見覚えのある顔に、思わずどきりとする。神殿にいた頃。何度も回復を施された神官がそこにはいた。比較的、穏やかな人だったことを覚えている。
「……聖女様」
その神官も、私に気づいたようで、驚いたように目を見開く。
「お久しぶりです」
自然に言葉が出る。それは、任務でも演技でもなく本心からの言葉だった。
「ああ……無事で、よかった」
ほっとしたように微笑む。その表情に、わずかなあたたかさを感じる。誰かと話をしてこんな風に過去を思い出して懐かしく思うのは初めてのことだった。

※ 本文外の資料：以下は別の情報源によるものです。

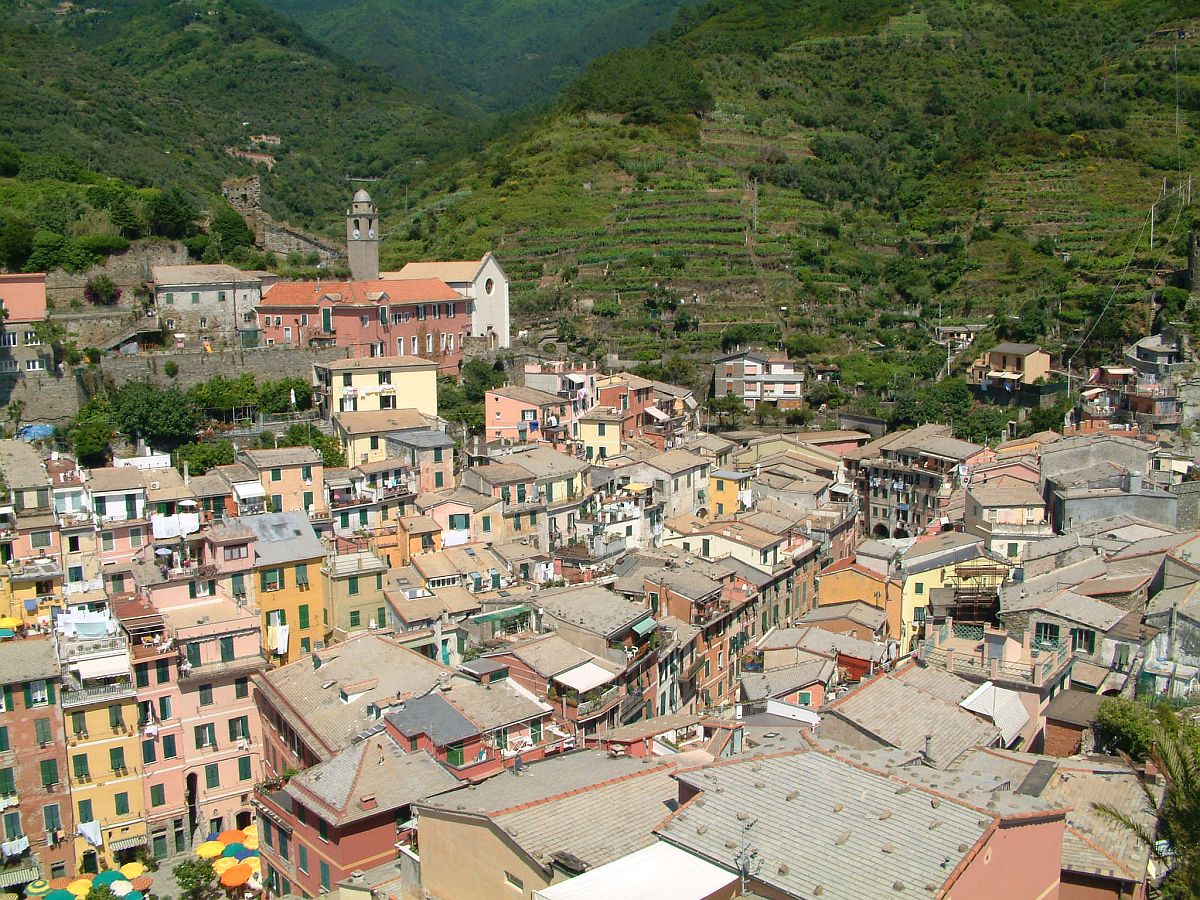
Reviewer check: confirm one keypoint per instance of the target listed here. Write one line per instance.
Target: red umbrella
(237, 876)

「少し、話をしてもいい。私はその間、殿下への用事を済ませておく」
許可ではない。そうするようにという指示だ。
「……はい」
頷く。神官と向き合う。
距離は近いが、不自然ではない程度。
アウグストが部屋からいなくなれば、自然と二人での会話が始まった。
「こちらでの生活は……どうですか」
「問題ありません」
穏やかな問いかけに、短く答える。
「聖女としての仕事はどつでしょうか」
「役割は、十分に果たせていると考えます」
それも事実。
テオドールからは感謝はされているし、カイルをはじめとする者たちとも少しずつだが、良い関係を築けていると思っていた。
「第二王子殿下との関係はどうですか」
「可もなく、不可もなくといったところでしょうか。今のところ嫌われてはいないと思います」
神官は安心したように息をついた。
「仕事ぶりは問題なさそうですね。よかった……」
その言葉に、ほんの少しだけ心が緩む。
その瞬間――感覚でわかる。
「……お疲れでしょう」
神官が手を差しのべる。それは、神殿にいた頃はそうしているのが当たり前だったもの。
反射的に、そっと、腕に触れる。そのまま。自然に、距離を詰めると、そっと抱き寄せられる。
「……っ」
そして――じわり、と。流れ込んでくる。
……やっぱり穏やかで、安定した力。
満たされていく。神官の手が、わずかにこちらの背に触れる。それを拒む必要はない。
「……聖女様」
そう呼ばれると、少しだけ、熱を帯びた声。
お互いの顔が近づいたそのとき。
「――なるほど」
静かな声が、背後から聞こえた。
アウグストが、淡々と告げる。
「供給元を固定せず、分散させている」
その言葉は評価するようで棘があったが、わたしの行動を言い当てていた。
「消耗のリスクも抑えられる――」
正しい力の使い方を確認するように。
「……はい」
その通りだから、否定しない。
アウグストは、わずかに口元を緩めた。
「想定以上ですね」
その言葉は今日の中で一番明確な評価だった。けれど、違和感を覚えたのは、話し方の語尾がいつもより丁寧であったこと。まるで誰かに同意を求めるように奥を見たことで、嫌な予感が強くなる。
アウグストが戻ってきたということは、用事が終わったということだ。視線が、わずかに横へ流れると、いつからいたのか、テオドールが扉の近くに、立っていた。
何も言わない。その目は――さっきの光景を、確実に捉えていた。